Из-за перегородки вышла пожилая женщина в черном полукафтанье и темном платке вроспуск. Это была бывшая настоятельница женского монастыря, теперь похеренного. Но всех черниц настоятельница сохранила, теперь они кустари, вяжут варежки и носки артельно. Артель зарегистрирована в губсовнархозе.
Досифея подошла к пришельцу, со скорбью и умилением поглядела на него и зарыдала:
— Ваше благородие, хоть на личико-то благородное, графское глянуть. Кругом все рожи, рожи. Хамово племя. Я вас помню совсем маленьким. Вы к нам с мамашей в монастырь приезжали. На козлах с кучером сидели, как ангелочек, в бархатных штанишках: «Мамуля, мамуля» — и лепетали по иностранному. И вот какая страшная участь: и вам страдать пришлось за правду. Как мир запутан. Боже, как запутан.
Она наклонилась, чтобы поцеловать его руку. Он отдернул руку, она поцеловала рукав.
Из-за перегородки вышел бывший управляющий имением графа Орлова Карл Карлович. Он числился теперь заведующим музея-уникума — усадьбы XVIII века. Комиссар по охране памятников искусств несколько лет назад привез Карла Карловича с собой и поставил его на эту должность.
Карл Карлович был мужчина лет шестидесяти. Он с достоинством подал руку пришельцу и молча сел.
Потом вышел из-за перегородки Вавила Пудов.

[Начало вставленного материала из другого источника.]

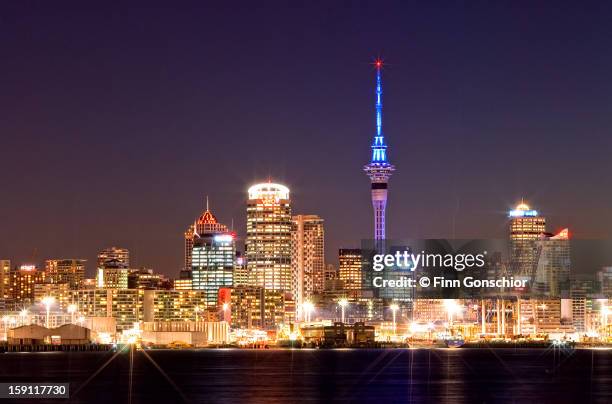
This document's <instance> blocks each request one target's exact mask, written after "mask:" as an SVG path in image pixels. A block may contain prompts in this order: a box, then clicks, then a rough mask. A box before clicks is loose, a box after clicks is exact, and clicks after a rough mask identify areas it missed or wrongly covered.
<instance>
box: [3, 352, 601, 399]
mask: <svg viewBox="0 0 612 404" xmlns="http://www.w3.org/2000/svg"><path fill="white" fill-rule="evenodd" d="M147 353H148V354H149V355H150V357H151V358H152V360H154V363H156V364H157V365H158V366H159V368H157V366H155V365H154V364H153V362H152V360H149V359H148V358H147V357H146V356H145V355H144V353H143V352H136V353H135V357H134V373H133V379H132V380H133V387H132V402H133V403H139V402H143V403H144V402H147V403H152V402H180V401H181V395H180V393H182V394H183V395H184V397H186V398H187V399H188V400H191V401H193V402H234V403H238V402H240V403H242V402H245V403H251V402H252V403H261V402H266V403H274V402H379V403H383V402H415V403H419V402H436V403H461V402H524V401H531V402H533V403H539V402H556V403H564V402H584V403H587V402H602V403H603V402H611V401H612V351H610V350H597V349H592V350H586V349H578V350H566V351H559V350H557V351H552V350H543V349H495V350H490V349H418V350H417V349H397V350H352V349H343V350H306V349H304V350H299V349H295V350H235V349H219V350H184V351H173V350H162V351H147ZM110 357H111V354H110V353H96V352H86V353H79V352H71V353H56V354H54V355H45V354H30V355H22V354H4V355H0V382H19V381H21V382H26V381H27V382H33V381H37V382H45V381H47V382H65V381H70V382H72V385H71V391H72V392H75V391H76V390H77V388H78V387H79V385H80V384H82V383H83V382H84V381H85V380H86V379H88V378H89V377H90V376H91V375H92V374H93V373H94V372H95V371H96V370H97V369H98V368H99V367H100V365H101V364H103V363H105V362H106V361H108V359H109V358H110ZM160 369H161V370H160ZM162 371H163V373H164V374H165V375H164V374H162ZM172 384H174V386H173V385H172ZM128 390H129V355H126V354H122V355H119V356H117V358H116V359H114V360H113V361H111V362H110V363H109V364H108V366H107V367H106V368H104V369H103V370H102V371H101V372H100V373H99V374H98V375H97V376H96V377H95V378H93V379H92V380H91V381H90V382H89V384H88V385H87V386H85V387H84V388H83V389H82V390H81V391H79V394H78V396H77V397H73V400H71V401H73V402H87V403H92V402H93V403H107V402H111V401H113V402H126V401H127V398H128Z"/></svg>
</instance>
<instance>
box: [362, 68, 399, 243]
mask: <svg viewBox="0 0 612 404" xmlns="http://www.w3.org/2000/svg"><path fill="white" fill-rule="evenodd" d="M374 67H375V68H376V103H375V105H376V133H375V135H374V141H373V142H372V146H371V147H372V159H371V160H370V164H367V165H366V166H365V167H364V168H363V169H364V171H365V172H366V174H367V175H368V177H370V181H371V182H372V207H373V208H374V240H376V241H382V240H384V239H385V237H386V231H385V210H386V207H387V182H388V181H389V177H391V174H392V173H393V171H394V170H395V167H394V166H393V165H392V164H390V163H389V161H388V160H387V144H386V143H385V136H384V134H383V131H382V73H381V70H382V67H383V61H382V59H380V58H378V59H376V60H375V61H374Z"/></svg>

— Ах, ваше благородие, — захныкал он. — Когда все это кончится. Думали двух недель не продержатся ироды. Уж чужестранцам и то все это не по нраву. А нам-то каково? Каждый вечер у меня под окнами голосят: «Отречемся от старого мира...»
Пришелец поморщился и спросил:
— Все в сборе?
— Здесь только одни верные люди, ваше благородие, — ответил Канашев. — Остальных особлюсь пока. Нынче все исхитрились, стали продажны, держать надо ухо востро. Родному сыну не доверяю. Вот вас собрал, а сына в мельницу отослал, а бабу свою на село. Все в сборе, ваше благородие, все...

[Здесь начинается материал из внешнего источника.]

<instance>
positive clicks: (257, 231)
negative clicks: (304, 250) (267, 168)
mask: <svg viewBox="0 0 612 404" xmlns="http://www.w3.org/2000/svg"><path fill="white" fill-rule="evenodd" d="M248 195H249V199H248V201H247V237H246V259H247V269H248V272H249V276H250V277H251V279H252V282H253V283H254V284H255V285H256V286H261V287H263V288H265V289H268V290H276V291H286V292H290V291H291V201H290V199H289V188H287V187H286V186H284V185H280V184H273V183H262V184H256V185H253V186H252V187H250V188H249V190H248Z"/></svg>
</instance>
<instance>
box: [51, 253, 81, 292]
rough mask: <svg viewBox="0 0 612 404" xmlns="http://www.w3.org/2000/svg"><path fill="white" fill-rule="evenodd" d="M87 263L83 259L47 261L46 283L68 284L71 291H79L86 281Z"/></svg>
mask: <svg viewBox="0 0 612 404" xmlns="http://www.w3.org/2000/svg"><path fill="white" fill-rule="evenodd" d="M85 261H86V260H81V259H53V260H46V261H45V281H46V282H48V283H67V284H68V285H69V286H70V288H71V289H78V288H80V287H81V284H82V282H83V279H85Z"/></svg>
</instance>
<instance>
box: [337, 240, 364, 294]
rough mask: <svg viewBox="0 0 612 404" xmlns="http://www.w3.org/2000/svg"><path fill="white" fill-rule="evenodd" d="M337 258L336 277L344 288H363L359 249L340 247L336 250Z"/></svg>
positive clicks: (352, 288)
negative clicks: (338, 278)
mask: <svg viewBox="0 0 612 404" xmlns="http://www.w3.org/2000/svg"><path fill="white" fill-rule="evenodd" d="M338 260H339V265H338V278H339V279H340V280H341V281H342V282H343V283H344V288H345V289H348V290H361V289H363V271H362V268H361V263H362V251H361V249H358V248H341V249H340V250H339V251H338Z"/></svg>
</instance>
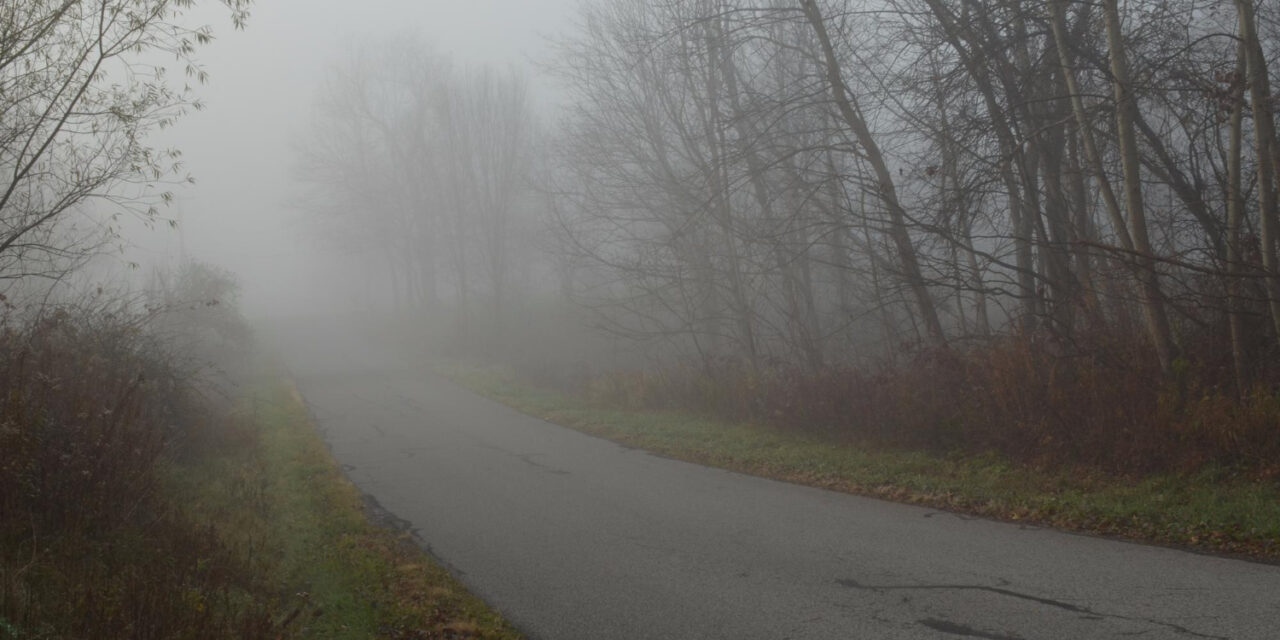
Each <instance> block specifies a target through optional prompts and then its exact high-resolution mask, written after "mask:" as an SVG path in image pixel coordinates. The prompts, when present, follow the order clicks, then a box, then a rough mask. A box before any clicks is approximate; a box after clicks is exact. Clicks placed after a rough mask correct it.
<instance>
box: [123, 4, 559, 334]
mask: <svg viewBox="0 0 1280 640" xmlns="http://www.w3.org/2000/svg"><path fill="white" fill-rule="evenodd" d="M206 4H209V5H210V6H207V8H202V9H200V10H198V12H195V13H192V15H191V18H192V24H210V26H212V28H214V32H215V36H216V40H215V42H214V44H211V45H209V46H207V47H205V49H202V50H201V51H200V52H198V54H197V55H198V59H200V61H201V63H202V65H204V67H205V69H206V70H207V72H209V74H210V82H209V84H206V86H205V87H201V88H200V97H201V100H202V101H204V102H205V104H206V109H205V110H204V111H193V113H191V114H189V115H187V116H186V118H183V119H182V120H180V122H179V124H178V125H177V127H175V128H174V129H172V131H170V132H166V133H165V134H164V138H163V140H157V141H156V143H157V146H177V147H178V148H180V150H182V151H183V155H184V160H186V163H187V169H188V172H189V173H192V174H193V175H195V178H196V180H197V184H196V186H193V187H184V188H182V189H179V191H177V192H175V196H177V202H178V204H177V205H175V206H174V207H172V209H170V210H168V211H165V212H164V215H166V216H177V218H179V219H180V224H182V227H183V229H184V232H183V233H182V234H180V236H179V233H178V232H173V230H169V229H168V227H157V228H156V230H154V232H134V230H131V232H129V236H131V239H132V241H134V242H136V243H137V244H138V246H140V248H138V250H137V252H136V255H131V257H132V259H133V260H136V261H138V262H141V264H143V265H150V264H156V262H163V261H164V260H165V257H164V256H165V255H166V253H168V255H177V253H178V251H179V246H180V244H184V247H186V251H187V253H188V255H189V256H191V257H195V259H197V260H205V261H210V262H215V264H219V265H221V266H225V268H228V269H230V270H233V271H236V273H238V274H241V276H242V280H243V285H244V300H243V303H244V307H246V311H247V312H250V314H255V315H261V314H269V312H273V311H274V310H280V308H291V310H300V311H301V310H317V308H324V307H326V306H330V307H332V306H333V303H328V305H326V302H325V301H324V298H325V297H329V298H334V300H337V298H338V297H339V296H337V294H335V292H332V288H333V287H332V285H328V284H326V283H325V280H329V279H330V278H332V276H333V275H334V274H333V273H326V271H325V268H324V266H321V265H323V262H321V261H317V260H315V257H316V256H317V255H320V251H319V250H317V248H316V247H315V244H314V243H312V242H308V239H307V237H306V236H305V234H303V233H300V227H301V224H302V220H301V219H300V214H298V212H297V211H296V210H293V209H291V207H289V202H291V201H293V198H294V195H296V193H297V192H298V187H297V186H296V184H294V183H293V182H292V179H291V175H289V168H291V164H292V163H293V156H292V151H291V147H289V141H291V138H293V137H296V136H301V134H303V133H306V124H307V122H308V120H310V114H311V105H312V104H314V100H315V96H316V91H317V86H319V81H320V77H321V74H323V70H324V68H325V67H326V65H328V64H329V63H330V60H333V59H334V58H335V56H337V55H340V51H342V49H343V46H344V45H346V44H347V42H349V41H352V40H361V38H376V37H380V36H393V35H398V33H404V32H413V33H419V35H421V36H424V37H425V40H428V41H429V42H433V44H434V45H435V46H436V47H438V49H439V50H440V51H442V52H447V54H449V55H452V56H453V59H454V60H456V61H457V63H492V64H499V65H507V64H516V65H524V67H529V68H530V73H535V72H534V70H532V68H531V67H530V65H529V61H530V60H534V59H539V58H540V56H544V55H545V54H547V46H545V36H549V35H556V33H559V32H562V31H563V29H564V28H566V27H564V26H566V24H567V23H568V22H570V19H571V15H572V14H573V13H575V6H576V4H577V0H358V1H352V0H346V1H343V0H257V4H256V5H255V6H253V9H252V17H251V19H250V23H248V27H247V28H246V29H244V31H242V32H236V31H233V28H232V26H230V20H229V18H228V17H227V12H225V10H215V9H220V8H215V6H212V5H215V4H216V3H212V1H207V0H206ZM532 88H534V93H535V96H538V93H539V92H541V93H543V95H544V96H545V95H547V93H549V90H547V82H545V81H543V79H540V78H538V77H536V76H535V77H532ZM330 269H333V268H330Z"/></svg>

— Никого из местного Совета, из комсомола, из земорганов не зачалили?.. [Зачалить — привязать судно к причалу.]
— Друзья у нас везде есть, ваше благородие. Но чтобы так вот, как с вами, собраться в единый круг, — этого избегаю.
— Плохо. Надо не опасаться их, — сказал он, обращаясь к Вавиле, — а с ними дружбу вести, приучать их. Не опасен для большевиков так явный враг, как тайный. Надо вам самим в Советы избираться.
— Противно ведь, ваше благородие, — заметил Пудов. — Мы народ воспитанный.
— Белоручки! Если боишься замочиться, то и броду не найдешь. Выбирай любое.
Воцарилась тишина. Вавила Пудов вздыхал. Очарованная Досифея пожирала пришельца глазами.
— Я хорошо знаком со всем Поволжьем, — сказал пришелец. — И если уж в ваших местах достопочтенные люди брезгуют в Советы лезть, как же мы в других местах этого добьемся?! На Ветлуге в девятнадцатом году как единодушно восставал народ. Что же, смелость растеряли или народу не стало? Ведь еще при государе-императоре там скитов было до сотни. Нет, нет, так дело не пойдет. Надо отчаяннее активизироваться. Поволжье всегда бунтовало. Вон в Залесском районе мужики отказались от окладных листов.